Yesterday, a new ‘community’ registry built on the Ethereum blockchain was launched. Everest, works as a sort of index, there is over 100 decentralized projects on the registry. In short how it works, is that projects can sign up to the page. In their listing, they can include images, descriptions, job listings and other relevant information.
This project is developed by the same team that created, The Graph. That is a project that makes it easier to access and share on-chain data between dapps.
Projects that are not accurately presented or have ‘wrong’ information, can be challenged by members of the community, by staking 10 DAI to the Everest Reserve Bank. Projects that are already on the registry that accept or reject the project.
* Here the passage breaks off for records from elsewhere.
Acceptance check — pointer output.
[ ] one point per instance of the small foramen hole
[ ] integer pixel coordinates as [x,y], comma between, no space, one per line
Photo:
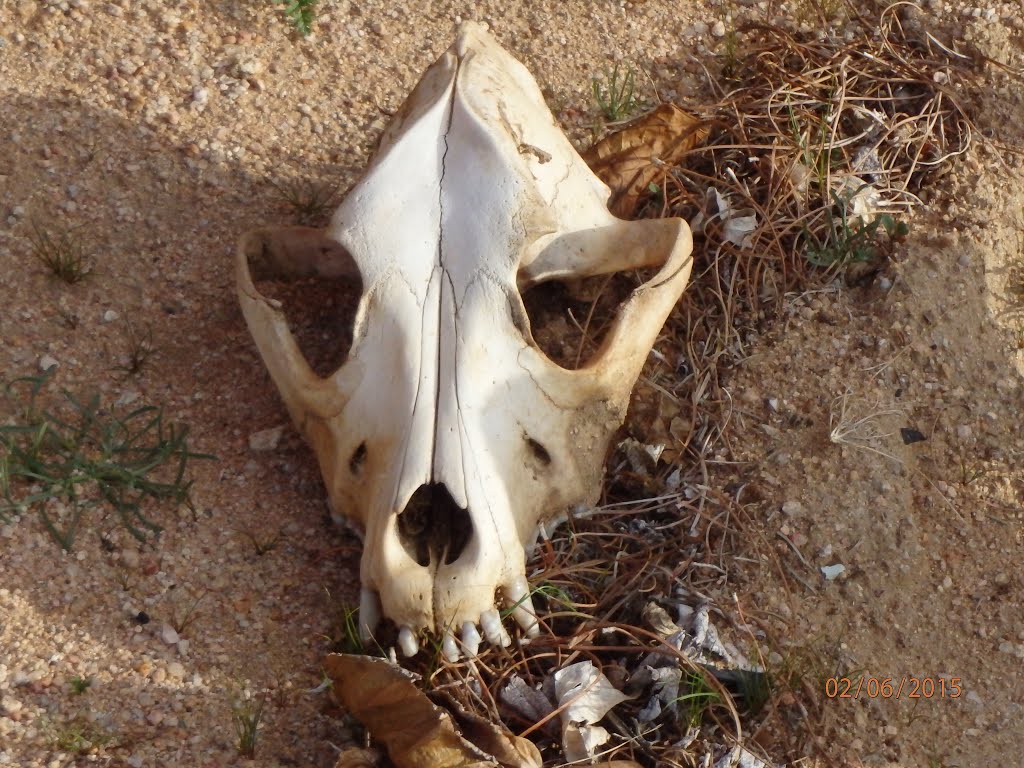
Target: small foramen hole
[540,453]
[358,459]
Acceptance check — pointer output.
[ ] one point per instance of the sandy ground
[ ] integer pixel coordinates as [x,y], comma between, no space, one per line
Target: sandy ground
[158,129]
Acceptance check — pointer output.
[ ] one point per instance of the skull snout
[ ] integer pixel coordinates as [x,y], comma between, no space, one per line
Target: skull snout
[432,527]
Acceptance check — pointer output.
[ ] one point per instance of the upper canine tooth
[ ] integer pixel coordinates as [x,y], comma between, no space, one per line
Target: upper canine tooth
[408,642]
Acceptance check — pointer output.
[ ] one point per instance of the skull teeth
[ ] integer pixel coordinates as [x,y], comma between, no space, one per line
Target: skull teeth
[370,613]
[408,642]
[470,639]
[491,623]
[517,595]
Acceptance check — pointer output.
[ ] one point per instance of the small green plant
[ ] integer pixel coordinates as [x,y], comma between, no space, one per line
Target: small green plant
[730,55]
[308,200]
[849,242]
[80,735]
[300,14]
[79,685]
[138,349]
[351,640]
[696,696]
[615,93]
[64,462]
[263,544]
[61,251]
[247,713]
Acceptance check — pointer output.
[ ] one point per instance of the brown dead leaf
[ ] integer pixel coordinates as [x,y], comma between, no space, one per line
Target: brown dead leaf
[628,160]
[416,732]
[353,757]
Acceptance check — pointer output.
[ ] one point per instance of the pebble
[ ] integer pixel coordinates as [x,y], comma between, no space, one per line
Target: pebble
[832,572]
[168,634]
[265,439]
[792,508]
[10,706]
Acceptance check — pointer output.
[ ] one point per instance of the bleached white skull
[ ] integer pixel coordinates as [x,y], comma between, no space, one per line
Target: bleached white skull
[448,435]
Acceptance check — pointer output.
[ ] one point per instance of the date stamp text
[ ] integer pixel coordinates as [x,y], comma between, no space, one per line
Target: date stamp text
[894,687]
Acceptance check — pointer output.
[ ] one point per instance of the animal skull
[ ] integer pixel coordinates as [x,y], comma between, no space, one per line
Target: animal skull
[448,435]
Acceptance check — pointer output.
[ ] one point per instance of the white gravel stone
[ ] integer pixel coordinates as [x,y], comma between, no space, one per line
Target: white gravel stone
[168,634]
[792,508]
[265,439]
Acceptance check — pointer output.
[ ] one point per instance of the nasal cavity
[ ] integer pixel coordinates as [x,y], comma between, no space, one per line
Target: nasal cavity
[432,527]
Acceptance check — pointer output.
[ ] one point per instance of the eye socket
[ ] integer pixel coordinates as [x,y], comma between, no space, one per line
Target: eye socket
[569,320]
[540,453]
[358,459]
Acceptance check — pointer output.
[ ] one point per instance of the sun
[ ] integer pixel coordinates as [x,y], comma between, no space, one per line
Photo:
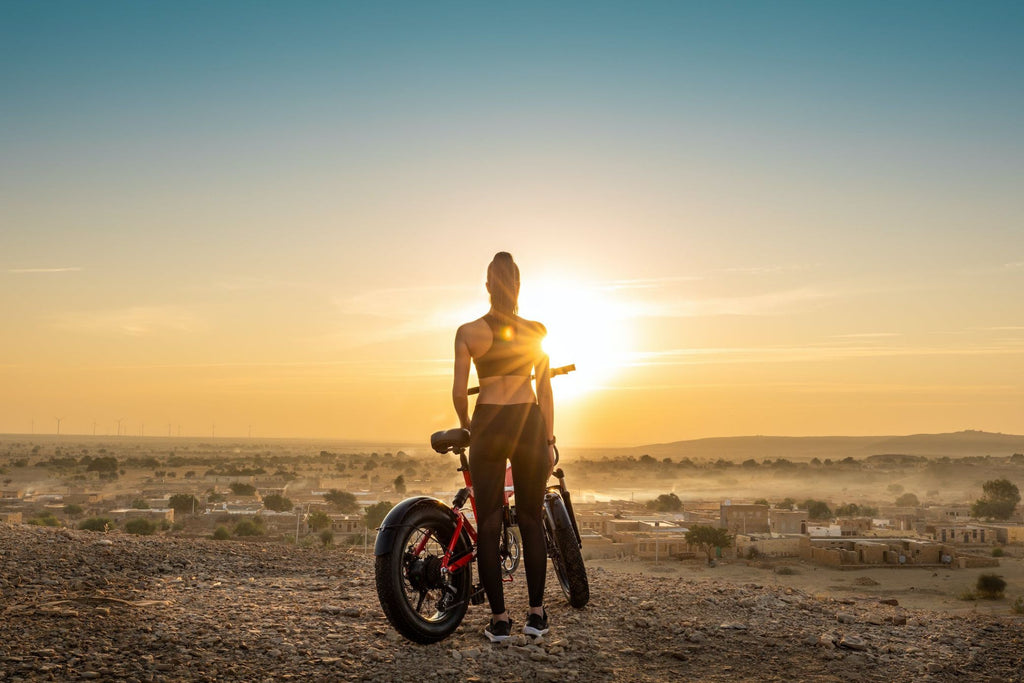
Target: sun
[586,326]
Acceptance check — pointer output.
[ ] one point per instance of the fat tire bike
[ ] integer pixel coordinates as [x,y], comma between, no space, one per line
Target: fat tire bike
[426,548]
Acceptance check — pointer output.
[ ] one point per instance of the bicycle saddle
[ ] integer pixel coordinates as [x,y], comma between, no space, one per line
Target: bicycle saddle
[452,439]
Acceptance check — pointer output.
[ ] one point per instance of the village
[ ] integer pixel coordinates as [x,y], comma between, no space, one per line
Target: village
[341,499]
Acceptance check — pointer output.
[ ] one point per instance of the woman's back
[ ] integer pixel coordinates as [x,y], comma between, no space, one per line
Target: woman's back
[505,350]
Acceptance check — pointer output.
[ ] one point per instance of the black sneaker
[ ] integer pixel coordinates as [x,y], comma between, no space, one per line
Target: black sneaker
[498,631]
[537,625]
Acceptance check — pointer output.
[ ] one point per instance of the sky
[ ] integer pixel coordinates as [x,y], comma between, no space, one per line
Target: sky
[268,218]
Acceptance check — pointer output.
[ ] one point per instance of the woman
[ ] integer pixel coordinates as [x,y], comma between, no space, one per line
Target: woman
[510,423]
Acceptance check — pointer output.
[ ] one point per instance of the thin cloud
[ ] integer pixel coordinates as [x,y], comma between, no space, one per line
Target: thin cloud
[692,356]
[868,335]
[133,322]
[36,270]
[647,283]
[771,303]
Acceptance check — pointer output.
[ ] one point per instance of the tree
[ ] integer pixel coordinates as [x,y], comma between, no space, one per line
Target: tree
[96,524]
[249,527]
[183,504]
[990,586]
[240,488]
[666,503]
[907,501]
[342,501]
[375,513]
[278,503]
[140,526]
[317,520]
[708,539]
[999,499]
[816,509]
[854,510]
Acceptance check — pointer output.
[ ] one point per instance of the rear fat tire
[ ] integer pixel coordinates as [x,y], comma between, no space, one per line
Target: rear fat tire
[394,590]
[566,556]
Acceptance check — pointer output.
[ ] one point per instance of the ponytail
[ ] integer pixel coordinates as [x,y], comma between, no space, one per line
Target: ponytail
[503,283]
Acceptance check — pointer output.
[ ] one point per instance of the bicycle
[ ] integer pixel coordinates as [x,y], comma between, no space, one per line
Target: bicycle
[425,550]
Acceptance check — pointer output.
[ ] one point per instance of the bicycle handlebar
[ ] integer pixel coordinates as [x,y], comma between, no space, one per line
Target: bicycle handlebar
[563,370]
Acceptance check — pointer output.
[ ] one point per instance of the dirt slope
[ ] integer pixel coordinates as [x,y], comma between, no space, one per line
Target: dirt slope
[78,605]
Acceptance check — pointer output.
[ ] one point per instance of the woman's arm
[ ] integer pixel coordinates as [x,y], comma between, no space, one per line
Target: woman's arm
[542,373]
[460,383]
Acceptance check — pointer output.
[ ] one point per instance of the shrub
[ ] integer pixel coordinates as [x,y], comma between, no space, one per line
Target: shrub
[248,527]
[96,524]
[44,519]
[990,586]
[184,504]
[278,503]
[140,526]
[240,488]
[317,520]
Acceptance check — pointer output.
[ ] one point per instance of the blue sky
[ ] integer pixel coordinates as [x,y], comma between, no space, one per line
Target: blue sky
[205,168]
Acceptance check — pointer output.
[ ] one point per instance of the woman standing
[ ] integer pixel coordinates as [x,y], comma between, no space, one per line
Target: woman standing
[510,423]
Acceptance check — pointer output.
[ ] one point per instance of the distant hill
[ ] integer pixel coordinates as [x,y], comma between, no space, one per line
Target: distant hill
[955,444]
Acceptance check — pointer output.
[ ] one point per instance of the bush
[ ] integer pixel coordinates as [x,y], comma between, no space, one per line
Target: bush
[140,526]
[990,586]
[240,488]
[278,503]
[44,519]
[248,527]
[96,524]
[317,520]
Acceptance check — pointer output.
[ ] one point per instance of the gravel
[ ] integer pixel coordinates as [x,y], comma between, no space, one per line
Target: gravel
[80,605]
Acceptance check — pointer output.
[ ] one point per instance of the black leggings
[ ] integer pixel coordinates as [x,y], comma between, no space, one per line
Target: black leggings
[514,433]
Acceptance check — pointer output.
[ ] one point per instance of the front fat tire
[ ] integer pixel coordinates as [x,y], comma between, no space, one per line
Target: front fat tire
[567,558]
[393,588]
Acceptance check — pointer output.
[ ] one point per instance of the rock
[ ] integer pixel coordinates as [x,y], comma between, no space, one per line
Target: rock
[852,642]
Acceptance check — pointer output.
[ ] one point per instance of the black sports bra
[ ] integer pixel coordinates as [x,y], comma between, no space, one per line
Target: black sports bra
[514,348]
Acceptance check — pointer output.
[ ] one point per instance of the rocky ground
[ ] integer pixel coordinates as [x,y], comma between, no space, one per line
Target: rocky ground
[78,605]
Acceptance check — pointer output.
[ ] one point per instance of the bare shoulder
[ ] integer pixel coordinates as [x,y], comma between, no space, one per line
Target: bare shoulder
[536,327]
[473,331]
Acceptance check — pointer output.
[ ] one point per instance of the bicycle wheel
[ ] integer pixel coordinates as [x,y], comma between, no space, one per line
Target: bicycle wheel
[564,551]
[421,602]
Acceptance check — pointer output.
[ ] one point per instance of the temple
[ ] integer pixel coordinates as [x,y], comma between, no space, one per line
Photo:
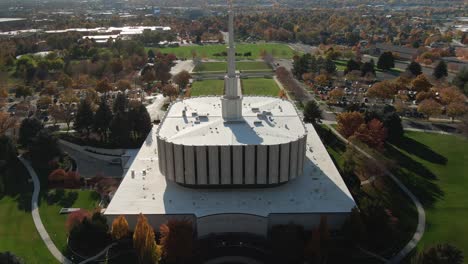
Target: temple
[232,159]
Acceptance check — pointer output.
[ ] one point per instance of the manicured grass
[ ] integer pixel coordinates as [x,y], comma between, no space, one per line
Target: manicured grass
[256,86]
[260,86]
[207,87]
[435,168]
[51,205]
[17,231]
[221,66]
[385,190]
[209,51]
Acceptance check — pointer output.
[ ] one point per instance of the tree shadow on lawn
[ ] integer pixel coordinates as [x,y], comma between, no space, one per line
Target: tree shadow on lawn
[421,151]
[415,176]
[17,186]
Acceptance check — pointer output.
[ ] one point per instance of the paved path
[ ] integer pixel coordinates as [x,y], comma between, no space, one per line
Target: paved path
[37,218]
[421,214]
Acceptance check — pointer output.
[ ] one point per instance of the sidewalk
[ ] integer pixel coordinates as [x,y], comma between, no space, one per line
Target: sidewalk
[37,218]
If the project is accepted, those who challenged the project will get their original stack with an extra 9 DAI, which is paid out from the Everest Reserve Bank.
The goal, is to keep the community responsible for maintaining the registry. If the project was registered by someone who does not own the project, the creator can transfer ownership to the true owner or stakeholder of the project. If they refuse, they can be challenged, removed or replaced by one true project.
This is a way to “organize the crypto economy in a decentralized way & share details about different dApps, DAOs, fund and more in a composable manner.” Everest wrote on its twitter. Users can register a project by paying a fee of 10 DAI, equivalent to about $10. This fee is sent to Everest Reserve Bank, this goes to settle listing disputes and fund registry improvements.
Everest uses ERC-1056 standard, which allows each project to have its own unique on-chain identity. It is, “The world’s only device-free globally accessible, digital transaction protocol with built0in identity. Through the use of digital identities, electronic wallets, document management, and biometrics, users will be able to digitally verify their identity for public services and claim their social and economic rights.”